词汇释义
supple TEM8IELTS GRE
UK /ˈsʌp.əl/ US /ˈsʌp.əl/
1. adj, A supple object or material bends or changes shape easily without cracking or breaking.(物体、材料)易弯曲的,柔软的,柔韧的
2. adj, A supple person can move and bend their body very easily.人灵活的,柔韧性好的
外刊例句
1. A narrow win for Bayern Munich on the night – and a comfortable Barcelona victory overall – was just reward for Luis Enrique's team, who were again wonderfully supple and incisive in attack when it mattered.(The Guardian - Sport)
2. I think that a child does not feel the sublime because a child need not, perhaps cannot, confront the limitations of his or her language – language, for a child, is already miraculous, supple, generous in its association, tragic, hilarious, disproportionate and huge.(The Guardian)
3. The app would then function as both journey planner and universal payment platform, knitting everything from driverless cars and nimble little buses to shared bikes and ferries into a single, supple mesh of mobility.(The Guardian)
4. Maillot's choreography showcases all the delicate expressiveness of her long arms and cantilevered back, and while it maximises the virtuoso power of her supple legs and feet, it also probes the pressures and conflicts she carries with her as a world-class ballerina.(The Guardian)
5. If supple, network-mediated coordination of this type could help people manage the highly dynamic circumstances that followed Sandy's landfall, might it perhaps also prove useful under less volatile conditions?(The Guardian)
6. Messrs Gilberto and Getz would return the following year with a worldwide smash, the definitive version of "The Girl from Ipanema", an upbeat song written by Antonio Carlos Jobim and Vinicius de Moraes and inspired by a supple 15-year-old carioca, but which deals obliquely with an awareness of mortality.Mr Oliveira's involvement in the Carnegie Hall show was merely prologue.(The Economist)
7. It requires a supple upper body, graceful hands and arms, and speedy, percussive feet.(The Economist)
8. Though deemed imperfect for dance she is "not very supple"—Polina is accepted into ballet school as a young girl.(The Economist)
9. Certainly in his early works the "young eagle" could seem a rather wooden bird, determinedly plotting a formal course rather than flying freely.Although Brahms's composition grew ever more relaxed and supple, some listeners still discern an occasional disjunction in his pieces between real inspiration and the bald application of method with its "stink of the workshop".(The Economist)
10. In four districts where the Bodos are in the majority the tribe is governed by the Bodoland Territorial Council, which enjoys considerable autonomy under India's supple constitution.(The Economist)

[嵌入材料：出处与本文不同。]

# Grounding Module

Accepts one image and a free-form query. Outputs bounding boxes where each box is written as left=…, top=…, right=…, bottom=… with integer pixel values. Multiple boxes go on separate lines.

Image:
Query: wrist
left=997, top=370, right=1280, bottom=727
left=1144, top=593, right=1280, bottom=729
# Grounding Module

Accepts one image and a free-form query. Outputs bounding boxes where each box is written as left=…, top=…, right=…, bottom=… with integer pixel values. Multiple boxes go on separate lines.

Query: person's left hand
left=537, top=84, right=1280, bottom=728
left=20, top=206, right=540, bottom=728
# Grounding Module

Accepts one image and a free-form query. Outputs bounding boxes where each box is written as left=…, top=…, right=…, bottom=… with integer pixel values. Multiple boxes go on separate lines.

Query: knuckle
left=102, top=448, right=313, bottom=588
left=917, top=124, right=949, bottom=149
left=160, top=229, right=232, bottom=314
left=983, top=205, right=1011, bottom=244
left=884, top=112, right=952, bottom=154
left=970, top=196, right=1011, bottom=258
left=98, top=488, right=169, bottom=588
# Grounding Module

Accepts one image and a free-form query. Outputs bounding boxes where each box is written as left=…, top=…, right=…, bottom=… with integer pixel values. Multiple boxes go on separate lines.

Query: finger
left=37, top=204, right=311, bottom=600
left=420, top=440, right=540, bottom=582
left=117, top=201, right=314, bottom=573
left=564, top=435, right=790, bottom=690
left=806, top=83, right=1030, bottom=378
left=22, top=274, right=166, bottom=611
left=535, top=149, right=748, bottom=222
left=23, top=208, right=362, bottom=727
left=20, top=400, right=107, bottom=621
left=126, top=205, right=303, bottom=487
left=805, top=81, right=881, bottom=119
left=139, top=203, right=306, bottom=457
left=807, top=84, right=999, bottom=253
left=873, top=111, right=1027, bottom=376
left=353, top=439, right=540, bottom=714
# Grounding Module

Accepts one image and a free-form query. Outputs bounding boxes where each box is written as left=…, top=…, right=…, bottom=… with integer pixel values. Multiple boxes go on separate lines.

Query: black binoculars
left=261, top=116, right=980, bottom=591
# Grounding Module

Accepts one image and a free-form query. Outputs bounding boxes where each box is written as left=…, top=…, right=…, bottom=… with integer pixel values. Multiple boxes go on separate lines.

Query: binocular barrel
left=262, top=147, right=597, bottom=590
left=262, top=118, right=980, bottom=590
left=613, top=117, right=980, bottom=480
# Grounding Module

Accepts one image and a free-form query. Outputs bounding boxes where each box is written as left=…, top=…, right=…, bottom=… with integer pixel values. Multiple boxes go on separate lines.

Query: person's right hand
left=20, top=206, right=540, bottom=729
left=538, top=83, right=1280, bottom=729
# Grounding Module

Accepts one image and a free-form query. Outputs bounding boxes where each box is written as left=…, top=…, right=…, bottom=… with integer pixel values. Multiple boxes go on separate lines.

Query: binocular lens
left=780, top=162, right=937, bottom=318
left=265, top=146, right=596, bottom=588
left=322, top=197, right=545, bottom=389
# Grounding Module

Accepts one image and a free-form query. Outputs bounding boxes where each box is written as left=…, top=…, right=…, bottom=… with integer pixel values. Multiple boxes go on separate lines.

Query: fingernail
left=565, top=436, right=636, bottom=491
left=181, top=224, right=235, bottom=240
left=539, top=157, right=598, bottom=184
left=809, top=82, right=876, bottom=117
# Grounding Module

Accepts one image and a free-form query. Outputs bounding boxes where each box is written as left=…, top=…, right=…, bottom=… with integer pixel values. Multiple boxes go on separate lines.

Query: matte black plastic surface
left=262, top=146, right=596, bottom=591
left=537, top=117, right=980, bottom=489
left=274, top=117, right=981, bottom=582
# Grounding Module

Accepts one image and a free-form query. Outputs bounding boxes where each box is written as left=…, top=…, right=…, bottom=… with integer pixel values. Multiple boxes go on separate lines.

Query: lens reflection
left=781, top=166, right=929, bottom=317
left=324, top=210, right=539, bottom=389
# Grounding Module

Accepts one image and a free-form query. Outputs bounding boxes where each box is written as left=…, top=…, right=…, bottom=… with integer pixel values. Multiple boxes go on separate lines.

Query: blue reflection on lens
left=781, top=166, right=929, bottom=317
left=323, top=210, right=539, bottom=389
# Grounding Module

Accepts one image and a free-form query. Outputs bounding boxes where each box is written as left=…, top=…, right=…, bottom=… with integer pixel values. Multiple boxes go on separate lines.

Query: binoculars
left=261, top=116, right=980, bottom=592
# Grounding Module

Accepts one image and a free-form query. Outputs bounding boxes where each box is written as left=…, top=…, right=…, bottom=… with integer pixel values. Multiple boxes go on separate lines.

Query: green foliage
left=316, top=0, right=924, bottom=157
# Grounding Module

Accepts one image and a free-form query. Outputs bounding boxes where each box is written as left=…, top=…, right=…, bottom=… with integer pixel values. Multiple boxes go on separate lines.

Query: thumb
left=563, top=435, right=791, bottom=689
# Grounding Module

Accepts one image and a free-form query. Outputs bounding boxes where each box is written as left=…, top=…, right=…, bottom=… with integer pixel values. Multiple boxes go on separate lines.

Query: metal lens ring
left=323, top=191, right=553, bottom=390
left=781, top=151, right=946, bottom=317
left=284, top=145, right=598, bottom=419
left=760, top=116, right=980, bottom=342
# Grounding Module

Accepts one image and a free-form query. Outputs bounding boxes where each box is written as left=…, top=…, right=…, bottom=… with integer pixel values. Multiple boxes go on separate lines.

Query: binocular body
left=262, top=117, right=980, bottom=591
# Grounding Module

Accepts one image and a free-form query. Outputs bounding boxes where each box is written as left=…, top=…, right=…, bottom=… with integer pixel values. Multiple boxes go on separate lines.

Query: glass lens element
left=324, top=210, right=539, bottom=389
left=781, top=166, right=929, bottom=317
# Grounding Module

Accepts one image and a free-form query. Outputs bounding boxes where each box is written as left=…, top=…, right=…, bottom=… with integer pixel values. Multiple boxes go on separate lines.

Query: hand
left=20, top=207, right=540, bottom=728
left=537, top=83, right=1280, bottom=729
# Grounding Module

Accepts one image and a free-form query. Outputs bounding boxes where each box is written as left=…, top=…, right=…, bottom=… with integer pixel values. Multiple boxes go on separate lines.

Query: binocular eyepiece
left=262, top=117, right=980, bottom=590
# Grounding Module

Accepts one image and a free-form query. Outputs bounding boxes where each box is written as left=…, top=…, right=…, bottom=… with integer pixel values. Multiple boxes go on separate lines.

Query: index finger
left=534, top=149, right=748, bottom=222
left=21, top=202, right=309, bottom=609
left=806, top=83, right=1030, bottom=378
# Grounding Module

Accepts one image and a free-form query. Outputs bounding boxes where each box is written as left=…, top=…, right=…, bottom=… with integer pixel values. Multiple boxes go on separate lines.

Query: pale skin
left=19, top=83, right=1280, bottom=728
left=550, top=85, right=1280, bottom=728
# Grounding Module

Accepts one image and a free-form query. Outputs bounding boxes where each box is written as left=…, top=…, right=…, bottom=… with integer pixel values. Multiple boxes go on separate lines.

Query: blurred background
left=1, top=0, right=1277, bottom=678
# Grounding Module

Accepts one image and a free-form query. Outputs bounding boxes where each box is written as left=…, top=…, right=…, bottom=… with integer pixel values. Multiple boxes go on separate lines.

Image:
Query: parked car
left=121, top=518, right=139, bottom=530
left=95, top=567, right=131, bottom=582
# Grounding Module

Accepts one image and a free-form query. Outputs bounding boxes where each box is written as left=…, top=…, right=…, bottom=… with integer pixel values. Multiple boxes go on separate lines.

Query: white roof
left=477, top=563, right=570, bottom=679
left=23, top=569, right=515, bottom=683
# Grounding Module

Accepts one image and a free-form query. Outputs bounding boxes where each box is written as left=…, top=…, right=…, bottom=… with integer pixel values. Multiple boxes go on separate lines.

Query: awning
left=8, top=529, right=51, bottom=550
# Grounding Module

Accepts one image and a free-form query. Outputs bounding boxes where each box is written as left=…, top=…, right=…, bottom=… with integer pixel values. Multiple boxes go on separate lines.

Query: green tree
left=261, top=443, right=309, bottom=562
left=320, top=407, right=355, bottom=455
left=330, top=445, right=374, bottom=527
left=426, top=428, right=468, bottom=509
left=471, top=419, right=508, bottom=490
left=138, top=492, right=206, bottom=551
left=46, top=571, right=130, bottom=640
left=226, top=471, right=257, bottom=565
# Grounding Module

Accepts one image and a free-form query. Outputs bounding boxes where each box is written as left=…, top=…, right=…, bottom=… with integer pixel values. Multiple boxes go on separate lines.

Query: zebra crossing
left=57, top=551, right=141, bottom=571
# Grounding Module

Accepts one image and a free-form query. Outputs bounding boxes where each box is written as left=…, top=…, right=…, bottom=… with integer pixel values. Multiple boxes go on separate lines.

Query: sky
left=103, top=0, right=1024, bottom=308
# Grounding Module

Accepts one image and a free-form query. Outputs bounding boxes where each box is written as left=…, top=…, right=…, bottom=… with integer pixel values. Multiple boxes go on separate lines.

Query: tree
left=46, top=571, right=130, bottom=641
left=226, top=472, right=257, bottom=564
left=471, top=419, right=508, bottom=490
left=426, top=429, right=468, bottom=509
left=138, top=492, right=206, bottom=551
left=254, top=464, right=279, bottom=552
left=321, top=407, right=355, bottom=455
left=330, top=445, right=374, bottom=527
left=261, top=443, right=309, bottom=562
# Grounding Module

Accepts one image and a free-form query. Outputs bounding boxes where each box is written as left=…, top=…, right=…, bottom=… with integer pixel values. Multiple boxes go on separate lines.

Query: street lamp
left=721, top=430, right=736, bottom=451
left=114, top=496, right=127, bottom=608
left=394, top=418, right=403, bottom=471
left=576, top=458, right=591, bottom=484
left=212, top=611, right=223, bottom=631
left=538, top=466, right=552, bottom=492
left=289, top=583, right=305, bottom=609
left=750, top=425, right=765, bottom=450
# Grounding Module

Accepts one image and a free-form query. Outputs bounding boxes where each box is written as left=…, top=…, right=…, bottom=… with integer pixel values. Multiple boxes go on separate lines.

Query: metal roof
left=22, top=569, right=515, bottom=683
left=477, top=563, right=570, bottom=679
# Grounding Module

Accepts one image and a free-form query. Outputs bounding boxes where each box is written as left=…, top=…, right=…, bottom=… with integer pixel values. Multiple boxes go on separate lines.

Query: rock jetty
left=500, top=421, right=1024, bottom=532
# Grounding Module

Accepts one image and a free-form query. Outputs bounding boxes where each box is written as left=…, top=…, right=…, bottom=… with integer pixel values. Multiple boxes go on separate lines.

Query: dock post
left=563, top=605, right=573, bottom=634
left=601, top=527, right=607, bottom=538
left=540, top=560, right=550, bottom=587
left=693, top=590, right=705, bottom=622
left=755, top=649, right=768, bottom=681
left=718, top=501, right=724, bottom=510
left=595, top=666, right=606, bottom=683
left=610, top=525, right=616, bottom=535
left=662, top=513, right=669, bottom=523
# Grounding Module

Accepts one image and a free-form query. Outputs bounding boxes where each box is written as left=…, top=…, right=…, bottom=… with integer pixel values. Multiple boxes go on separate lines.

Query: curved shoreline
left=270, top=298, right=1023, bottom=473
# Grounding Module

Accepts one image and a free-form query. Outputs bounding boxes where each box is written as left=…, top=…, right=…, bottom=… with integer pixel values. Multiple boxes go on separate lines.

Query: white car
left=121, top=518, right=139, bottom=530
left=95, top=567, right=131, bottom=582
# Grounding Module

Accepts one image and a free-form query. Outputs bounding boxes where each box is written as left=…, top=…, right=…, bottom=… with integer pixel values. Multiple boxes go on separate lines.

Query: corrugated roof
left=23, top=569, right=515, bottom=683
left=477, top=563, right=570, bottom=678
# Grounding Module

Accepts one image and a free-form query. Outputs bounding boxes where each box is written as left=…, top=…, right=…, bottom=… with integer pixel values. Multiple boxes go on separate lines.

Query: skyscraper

11. The 24 directors who oversee the International Monetary Fund need supple minds.(The Economist)
12. For Europe, the secrets of greater social mobility are, first, tough redistribution policies that particularly benefit those at the bottom; and, especially in Nordic countries, a more supple and less class-ridden education system, running from top to bottom.(The Economist)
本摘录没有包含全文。